Silas Maxwell Switzer is a queer scholar and poet. In 2023, he published his docupoetry chapbook, Nine Parts Water, One Part Bleach, chronicling the local history of the AIDS crisis in Pittsburgh. Silas has an essay in the journal Queer Studies in Media and Popular Culture analyzing the queer worldbuilding in Buffy the Vampire Slayer. He has also been published in Lunch Ticket and Waxing & Waning. When he isn’t buried in the archives or writing poetry, Silas enjoys contemplating the mysteries of American urban fauna, particularly the noble possum.

An Evening with the Iliad
Tuesday, December 2, 2025, 7 pm
Meeting Room A

Join us for an evening with Mt. Lebanon author Josh Cannon, as he discusses his forthcoming book Fatal Second Helen: A Veteran's Iliad (2025 - Blue Ear Books). This book uses Emily Wilson's recent translation of the Iliad to discuss how the poem continues to resonate with modern warfare. While our conceptions of warfare have changed in many ways, they have also remained rooted in millennia old patterns of thinking. Cannon's book examines these similarities and differences in light of his own experiences as a Marine Corp sergeant and combat veteran with two deployments to Iraq (2003, 2004).
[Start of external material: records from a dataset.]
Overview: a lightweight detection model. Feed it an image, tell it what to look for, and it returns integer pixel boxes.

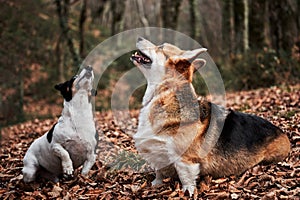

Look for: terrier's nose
[85,65,93,71]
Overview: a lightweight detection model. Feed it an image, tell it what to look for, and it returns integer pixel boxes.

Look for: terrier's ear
[192,58,206,73]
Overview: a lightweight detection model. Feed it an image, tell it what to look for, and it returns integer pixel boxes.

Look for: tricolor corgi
[131,38,290,195]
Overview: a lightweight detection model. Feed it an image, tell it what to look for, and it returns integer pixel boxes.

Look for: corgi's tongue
[131,51,152,64]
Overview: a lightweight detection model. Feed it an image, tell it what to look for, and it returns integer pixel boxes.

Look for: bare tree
[55,0,80,67]
[243,0,249,52]
[79,0,87,58]
[160,0,182,41]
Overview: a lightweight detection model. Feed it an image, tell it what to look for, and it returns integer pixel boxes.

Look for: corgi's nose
[85,65,93,71]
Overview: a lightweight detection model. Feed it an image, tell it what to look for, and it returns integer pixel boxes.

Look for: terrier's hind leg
[52,143,74,176]
[22,156,39,183]
[81,151,96,176]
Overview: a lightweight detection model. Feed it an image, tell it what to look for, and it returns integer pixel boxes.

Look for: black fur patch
[47,123,57,143]
[218,110,282,152]
[54,76,76,101]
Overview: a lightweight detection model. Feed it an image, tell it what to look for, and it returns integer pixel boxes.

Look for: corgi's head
[54,66,97,102]
[131,37,206,84]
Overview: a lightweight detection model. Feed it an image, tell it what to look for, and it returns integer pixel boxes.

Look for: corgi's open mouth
[131,51,152,65]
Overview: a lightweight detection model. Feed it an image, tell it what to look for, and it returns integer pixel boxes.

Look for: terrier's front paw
[182,185,196,197]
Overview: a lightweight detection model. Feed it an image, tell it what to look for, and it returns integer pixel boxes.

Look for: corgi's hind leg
[262,134,291,164]
[174,160,200,196]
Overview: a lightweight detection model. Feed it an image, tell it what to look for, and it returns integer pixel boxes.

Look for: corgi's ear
[192,58,206,73]
[179,48,207,62]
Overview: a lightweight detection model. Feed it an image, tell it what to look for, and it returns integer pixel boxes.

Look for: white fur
[22,69,97,182]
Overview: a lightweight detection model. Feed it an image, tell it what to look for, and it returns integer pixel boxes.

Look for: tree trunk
[110,0,125,35]
[136,0,150,36]
[243,0,249,52]
[55,0,80,69]
[79,0,87,59]
[160,0,182,42]
[189,0,196,39]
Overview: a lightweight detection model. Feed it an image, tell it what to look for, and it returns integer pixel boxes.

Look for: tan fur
[149,52,289,177]
[133,38,290,194]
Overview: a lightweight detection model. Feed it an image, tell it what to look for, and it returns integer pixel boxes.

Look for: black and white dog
[22,66,97,182]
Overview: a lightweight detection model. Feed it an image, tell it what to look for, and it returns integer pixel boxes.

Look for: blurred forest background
[0,0,300,128]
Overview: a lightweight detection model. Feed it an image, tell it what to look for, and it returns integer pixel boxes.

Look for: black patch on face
[47,123,57,143]
[54,76,76,101]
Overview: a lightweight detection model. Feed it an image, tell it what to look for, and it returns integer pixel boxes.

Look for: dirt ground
[0,85,300,199]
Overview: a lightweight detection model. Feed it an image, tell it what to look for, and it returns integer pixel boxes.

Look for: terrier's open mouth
[131,51,152,65]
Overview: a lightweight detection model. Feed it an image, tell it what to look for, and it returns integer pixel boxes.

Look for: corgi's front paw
[182,185,196,197]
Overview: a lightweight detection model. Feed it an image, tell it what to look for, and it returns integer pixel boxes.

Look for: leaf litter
[0,85,300,199]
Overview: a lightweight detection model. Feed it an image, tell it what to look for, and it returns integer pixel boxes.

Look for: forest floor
[0,85,300,199]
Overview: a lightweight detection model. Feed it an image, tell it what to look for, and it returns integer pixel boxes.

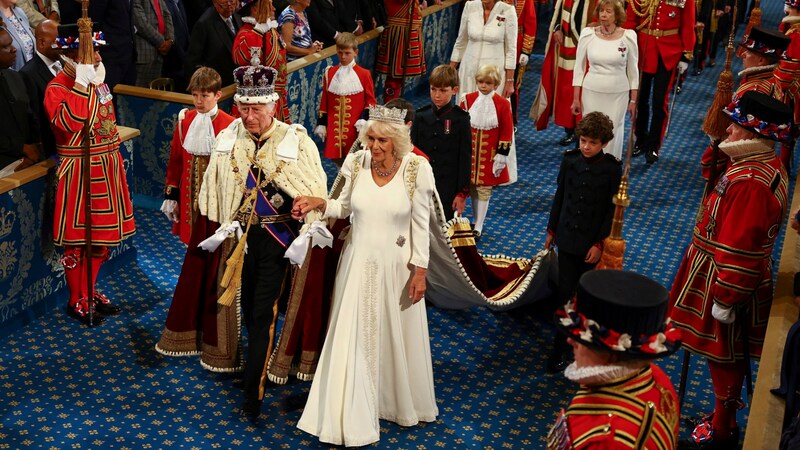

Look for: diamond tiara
[369,105,407,125]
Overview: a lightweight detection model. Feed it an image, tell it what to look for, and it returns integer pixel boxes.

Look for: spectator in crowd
[198,66,327,418]
[544,111,622,373]
[307,0,364,47]
[132,0,175,87]
[0,26,39,170]
[278,0,322,61]
[20,19,62,157]
[461,64,516,240]
[292,106,439,447]
[89,0,136,92]
[161,0,189,92]
[17,0,61,29]
[183,0,242,86]
[0,0,36,70]
[547,270,680,450]
[450,0,517,99]
[623,0,696,164]
[530,0,597,146]
[572,0,639,160]
[411,64,472,220]
[314,31,375,167]
[233,0,291,123]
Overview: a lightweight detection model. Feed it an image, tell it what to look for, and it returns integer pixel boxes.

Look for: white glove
[711,303,736,325]
[75,64,97,87]
[92,61,106,85]
[161,200,180,223]
[356,119,367,133]
[492,153,508,178]
[314,125,328,142]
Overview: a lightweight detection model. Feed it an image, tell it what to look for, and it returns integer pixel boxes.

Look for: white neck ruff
[183,105,219,156]
[469,91,498,130]
[328,59,364,95]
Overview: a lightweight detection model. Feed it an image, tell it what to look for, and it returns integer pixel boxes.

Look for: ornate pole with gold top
[76,0,94,327]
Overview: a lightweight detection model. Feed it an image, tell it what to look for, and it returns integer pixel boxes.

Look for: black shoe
[558,133,578,147]
[67,302,105,327]
[94,292,122,316]
[644,150,658,164]
[242,398,261,419]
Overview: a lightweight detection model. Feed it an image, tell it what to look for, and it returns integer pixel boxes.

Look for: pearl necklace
[600,25,617,36]
[372,158,400,177]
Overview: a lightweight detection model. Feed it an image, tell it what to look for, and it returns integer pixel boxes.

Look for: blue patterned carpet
[0,5,782,449]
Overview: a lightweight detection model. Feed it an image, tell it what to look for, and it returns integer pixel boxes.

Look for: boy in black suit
[411,64,472,220]
[544,111,622,373]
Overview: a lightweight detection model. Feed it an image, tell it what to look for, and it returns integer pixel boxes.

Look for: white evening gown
[297,151,438,447]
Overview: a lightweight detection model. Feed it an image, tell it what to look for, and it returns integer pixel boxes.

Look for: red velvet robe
[461,91,514,186]
[164,109,233,244]
[319,64,375,159]
[44,65,136,245]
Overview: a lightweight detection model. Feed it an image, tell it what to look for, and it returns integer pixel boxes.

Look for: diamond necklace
[372,158,400,177]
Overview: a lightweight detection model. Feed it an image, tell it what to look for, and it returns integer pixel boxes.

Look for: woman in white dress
[450,0,517,100]
[292,106,438,447]
[572,0,639,159]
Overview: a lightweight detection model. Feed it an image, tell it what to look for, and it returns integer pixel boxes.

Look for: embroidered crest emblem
[269,193,283,208]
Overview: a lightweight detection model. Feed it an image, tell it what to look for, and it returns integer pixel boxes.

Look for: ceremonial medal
[94,83,113,105]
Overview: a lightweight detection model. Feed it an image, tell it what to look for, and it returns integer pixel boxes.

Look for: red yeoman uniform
[164,109,233,244]
[233,17,292,123]
[319,62,375,159]
[375,0,427,99]
[461,91,514,186]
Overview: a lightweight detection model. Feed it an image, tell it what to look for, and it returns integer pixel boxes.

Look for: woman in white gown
[293,106,438,447]
[572,0,639,159]
[450,0,518,101]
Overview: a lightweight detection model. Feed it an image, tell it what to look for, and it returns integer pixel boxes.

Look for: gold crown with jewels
[369,105,407,125]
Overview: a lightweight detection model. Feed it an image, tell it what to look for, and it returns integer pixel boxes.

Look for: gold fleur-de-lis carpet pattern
[0,2,794,449]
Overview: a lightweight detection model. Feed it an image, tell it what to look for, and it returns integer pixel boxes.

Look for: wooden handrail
[0,127,141,194]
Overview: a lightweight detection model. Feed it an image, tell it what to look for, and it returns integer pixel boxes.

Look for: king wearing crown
[198,66,327,417]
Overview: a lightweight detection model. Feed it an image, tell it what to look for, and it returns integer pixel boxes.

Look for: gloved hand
[75,64,97,87]
[92,61,106,85]
[711,303,736,324]
[356,119,367,133]
[492,153,508,178]
[314,125,328,142]
[161,200,180,223]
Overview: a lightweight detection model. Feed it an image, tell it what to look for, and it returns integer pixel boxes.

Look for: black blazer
[19,53,56,157]
[183,6,242,87]
[0,69,39,168]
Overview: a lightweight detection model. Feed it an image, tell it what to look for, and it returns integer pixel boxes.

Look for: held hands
[583,245,603,264]
[292,195,326,220]
[161,200,180,223]
[492,153,508,178]
[569,98,581,116]
[408,267,428,305]
[711,302,736,325]
[314,125,328,142]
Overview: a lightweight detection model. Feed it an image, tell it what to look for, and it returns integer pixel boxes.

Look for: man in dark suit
[0,27,39,170]
[89,0,136,91]
[19,20,61,157]
[306,0,364,47]
[183,0,242,86]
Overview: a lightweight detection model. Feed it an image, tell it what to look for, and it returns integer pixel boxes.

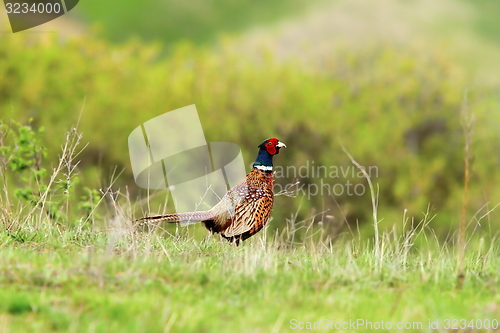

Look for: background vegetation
[0,0,500,332]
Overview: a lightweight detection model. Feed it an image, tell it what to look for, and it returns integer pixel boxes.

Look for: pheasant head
[253,138,286,172]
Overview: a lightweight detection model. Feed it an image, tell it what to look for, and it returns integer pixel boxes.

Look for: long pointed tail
[136,211,213,226]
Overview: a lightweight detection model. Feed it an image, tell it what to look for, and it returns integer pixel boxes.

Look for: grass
[0,118,500,333]
[0,230,500,332]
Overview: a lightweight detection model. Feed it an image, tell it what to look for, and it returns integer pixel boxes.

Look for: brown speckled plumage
[137,139,286,244]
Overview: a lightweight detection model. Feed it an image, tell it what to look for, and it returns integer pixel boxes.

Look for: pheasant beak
[276,141,286,148]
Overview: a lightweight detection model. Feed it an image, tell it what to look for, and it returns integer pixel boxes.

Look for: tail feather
[137,211,213,225]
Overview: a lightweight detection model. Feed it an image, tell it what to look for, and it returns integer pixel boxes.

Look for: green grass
[0,230,500,332]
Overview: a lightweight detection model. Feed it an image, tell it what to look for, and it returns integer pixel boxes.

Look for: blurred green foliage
[0,36,500,234]
[73,0,323,45]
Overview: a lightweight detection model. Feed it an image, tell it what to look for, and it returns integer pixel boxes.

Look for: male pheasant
[140,138,286,245]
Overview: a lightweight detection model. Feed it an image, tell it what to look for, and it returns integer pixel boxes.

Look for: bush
[0,36,500,233]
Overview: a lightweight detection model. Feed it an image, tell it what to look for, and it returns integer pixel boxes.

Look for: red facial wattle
[266,138,279,155]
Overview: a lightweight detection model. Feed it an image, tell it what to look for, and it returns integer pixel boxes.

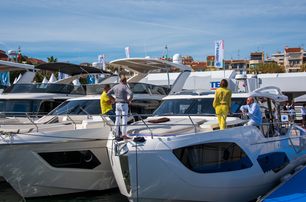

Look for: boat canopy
[0,60,34,72]
[110,58,192,74]
[250,86,288,102]
[35,62,112,76]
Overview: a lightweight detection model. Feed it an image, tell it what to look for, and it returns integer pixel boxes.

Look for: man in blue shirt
[240,97,262,126]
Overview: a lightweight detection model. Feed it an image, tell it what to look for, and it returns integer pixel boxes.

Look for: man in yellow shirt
[100,84,116,122]
[213,79,232,130]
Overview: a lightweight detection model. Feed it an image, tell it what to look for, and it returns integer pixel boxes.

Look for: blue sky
[0,0,306,64]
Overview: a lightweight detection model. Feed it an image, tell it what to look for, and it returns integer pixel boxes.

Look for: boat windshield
[3,83,85,95]
[85,83,170,96]
[49,100,101,115]
[153,98,245,116]
[0,99,64,117]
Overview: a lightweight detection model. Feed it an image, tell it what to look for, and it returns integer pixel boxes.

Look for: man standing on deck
[107,75,133,139]
[213,79,232,130]
[240,97,262,126]
[100,84,116,123]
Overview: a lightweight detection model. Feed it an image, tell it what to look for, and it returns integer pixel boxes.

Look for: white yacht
[0,61,110,124]
[107,87,306,201]
[0,58,188,197]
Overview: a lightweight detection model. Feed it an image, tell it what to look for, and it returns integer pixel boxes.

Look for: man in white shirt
[301,104,306,128]
[240,97,262,126]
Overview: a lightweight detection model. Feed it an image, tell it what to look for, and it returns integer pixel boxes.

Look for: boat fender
[133,137,146,143]
[294,165,304,172]
[280,173,292,182]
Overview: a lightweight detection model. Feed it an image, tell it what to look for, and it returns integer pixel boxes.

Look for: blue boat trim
[263,167,306,202]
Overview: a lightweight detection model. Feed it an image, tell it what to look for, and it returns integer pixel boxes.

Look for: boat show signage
[215,40,224,68]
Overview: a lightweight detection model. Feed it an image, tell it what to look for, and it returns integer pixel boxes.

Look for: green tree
[254,63,285,74]
[300,63,306,72]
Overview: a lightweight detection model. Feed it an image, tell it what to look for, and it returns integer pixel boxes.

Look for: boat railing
[101,113,304,138]
[101,113,246,138]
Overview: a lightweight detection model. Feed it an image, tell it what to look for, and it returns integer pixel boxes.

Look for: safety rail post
[136,114,153,139]
[188,115,197,133]
[66,114,76,130]
[25,112,38,132]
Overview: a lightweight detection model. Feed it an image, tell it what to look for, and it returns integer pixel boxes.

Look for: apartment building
[249,51,265,68]
[284,48,305,72]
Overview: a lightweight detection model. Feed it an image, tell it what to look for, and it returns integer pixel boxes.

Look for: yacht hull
[0,128,117,197]
[108,127,306,201]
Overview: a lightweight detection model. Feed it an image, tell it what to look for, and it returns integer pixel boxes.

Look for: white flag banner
[98,54,106,70]
[125,46,130,58]
[215,40,224,68]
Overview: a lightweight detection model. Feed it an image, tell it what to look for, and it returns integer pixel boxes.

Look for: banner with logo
[0,72,10,86]
[125,46,130,58]
[215,40,224,68]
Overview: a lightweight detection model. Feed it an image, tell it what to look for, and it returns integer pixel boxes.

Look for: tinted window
[4,83,85,94]
[0,100,41,116]
[39,150,101,169]
[173,142,253,173]
[50,100,101,115]
[257,152,289,173]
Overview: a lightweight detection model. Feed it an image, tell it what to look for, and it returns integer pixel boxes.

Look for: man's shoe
[115,136,123,141]
[122,135,132,140]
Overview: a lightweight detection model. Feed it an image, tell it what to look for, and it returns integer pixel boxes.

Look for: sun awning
[109,58,191,74]
[0,60,34,72]
[35,62,112,76]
Josh Cannon holds a PhD in Near Eastern Languages and Civilization from the University of Chicago. He is currently part-time faculty in the Classics Department at the University of Pittsburgh and is also the Director of Research for Pitt's Frederick Honors College.

Headshot of Josh Cannon. He has a beard and is wearing a blue collared shirt and black jacket.
Black and white headshot of Tyler McAndrew. He is wearing a plaid shirt.

An Evening with Tyler McAndrew
Thursday, December 4, 2025, 7 pm
Meeting Room A


Set largely in the 1990s and early 2000s Rust Belt, My Prisoner and Other Stories gives us protagonists who repeatedly confront helplessness in the face of others’ suffering.
The structural forces that stain life in late-capitalist America—the prison system, economic desperation—lurk throughout these muscular and empathetic tales, but in the face of endemic adversity, shrewd and loving characters strive for and sometimes achieve hope and tenderness. Tyler McAndrew shows us an unadorned America that can still tap its capacity for human kindness.
“McAndrew doesn’t shrink from asking big moral questions, and his fiction abounds with lived-in touches and a sense of scale. Philosophical stories and memorable characters sure to spark debate.” —Kirkus
Tyler McAndrew was born and raised in Syracuse, New York. He lives in Pittsburgh, Pennsylvania, where he teaches creative writing at both the University of Pittsburgh and CAPA 6–12, a magnet school for the arts in the Pittsburgh Public School District.